Karl registered the information at face value.

“So much the better. I want you to promise me one thing, Stéphanie, will you?”

“Yes.”

“Lend me your ear: I can only whisper this kind of request, and that way I can enjoy the way you smell better.”

Stéphanie put her ear up against Karl’s well-defined lips, listened attentively to his murmur. As soon as he had finished, she protested, “No! I won’t! Don’t even talk like that!”

He insisted. She put her ear back against his lips, then with tears flowing from her eyes, she agreed.

 

The medical team performed the decisive operation. Going round in circles outside the security door, Stéphanie, who was not religious, implored the heavens to make it a success. Dr. Belfort came out of the operating room rubbing his hands, looking pleased. Stéphanie clung to this detail to keep her faith.

Then, in the space of four days Karl’s condition deteriorated. He went into a coma during the night and, on the morning of the fifth day, the doctors began to doubt whether they’d be able to revive him. Stéphanie clenched her teeth, trying to hide how distraught she felt, battling with her colleagues to chase death away from where it was lurking in room 221.

At the end of the afternoon, she had to go to the distant infirmary at the other end of the compound.

The sky was a springtime blue, sharp and cloudless. The brisk air filled her lungs. Birds were chirping as if to announce a joyful event.

A bell rang out on the half hour.

Stéphanie found herself hoping: she hurried her steps to return to reanimation.

When she went through the security doors, she sensed that something was going on.

At the end of the corridor, banging the door to his room, the nurses’ aides were busily moving about.

She broke into a run and went through the door.

Karl had just died.

She leaned her back against the wall and slid slowly to the ground. There she stayed, her legs spread, without saying a word, without a cry, her eyes overflowing with tears.

Her colleagues looked at her disapprovingly: a professional must never give in to emotion, otherwise it becomes impossible to do one’s job.

Overwhelmed, she suddenly remembered Karl’s whispered words: her promise.

She jumped to her feet, ran down the corridor, drying her eyes, down to the ground floor, on to the emergency unit, then straight up to where Raphaël was standing smoking with the other stretcher-bearers.

“Have you finished your shift?”

“In ten minutes.”

“Then let’s leave together. Let’s go to your place.”

Dumbfounded, he hesitated. She misunderstood his hesitation and insisted: “It’s now or never!”

“Then it’s now!” exclaimed Raphaël, tossing his cigarette away.

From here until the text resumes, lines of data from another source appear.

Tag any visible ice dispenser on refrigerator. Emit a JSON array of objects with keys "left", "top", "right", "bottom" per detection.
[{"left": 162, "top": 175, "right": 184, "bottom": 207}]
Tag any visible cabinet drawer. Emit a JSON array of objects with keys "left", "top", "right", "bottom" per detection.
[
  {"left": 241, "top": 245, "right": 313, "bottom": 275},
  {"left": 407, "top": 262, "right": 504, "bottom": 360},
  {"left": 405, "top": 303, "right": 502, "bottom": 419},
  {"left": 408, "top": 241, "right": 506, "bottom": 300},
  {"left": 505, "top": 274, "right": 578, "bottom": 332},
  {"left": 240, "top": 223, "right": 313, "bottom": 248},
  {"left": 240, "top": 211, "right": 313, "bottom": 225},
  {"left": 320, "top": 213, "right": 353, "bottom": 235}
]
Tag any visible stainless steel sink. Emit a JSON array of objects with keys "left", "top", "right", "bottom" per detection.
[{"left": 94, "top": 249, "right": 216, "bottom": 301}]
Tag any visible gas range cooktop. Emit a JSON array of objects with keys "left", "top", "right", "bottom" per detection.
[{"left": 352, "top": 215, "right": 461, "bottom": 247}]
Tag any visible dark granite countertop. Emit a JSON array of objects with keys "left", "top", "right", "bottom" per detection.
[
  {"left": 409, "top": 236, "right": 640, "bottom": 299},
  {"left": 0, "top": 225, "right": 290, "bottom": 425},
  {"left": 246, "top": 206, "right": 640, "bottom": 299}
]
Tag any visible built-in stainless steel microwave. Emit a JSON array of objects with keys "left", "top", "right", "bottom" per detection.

He took her by the hand and led her back to the changing room. On the way, she felt the need to explain herself: “You see, I’m coming with you because . . . because . . .”

“I get it. You’re all better?”

“That’s it. I’m all better.”

One hour after Karl’s death, Stéphanie, loyal to her promise, gave herself to Raphaël. She made love with passion and rage. Not for a moment did Raphaël suspect she was a virgin. But when she let the young man embrace her, although it was to Raphaël that she parted her legs, it was for Karl that she said, “I love you.”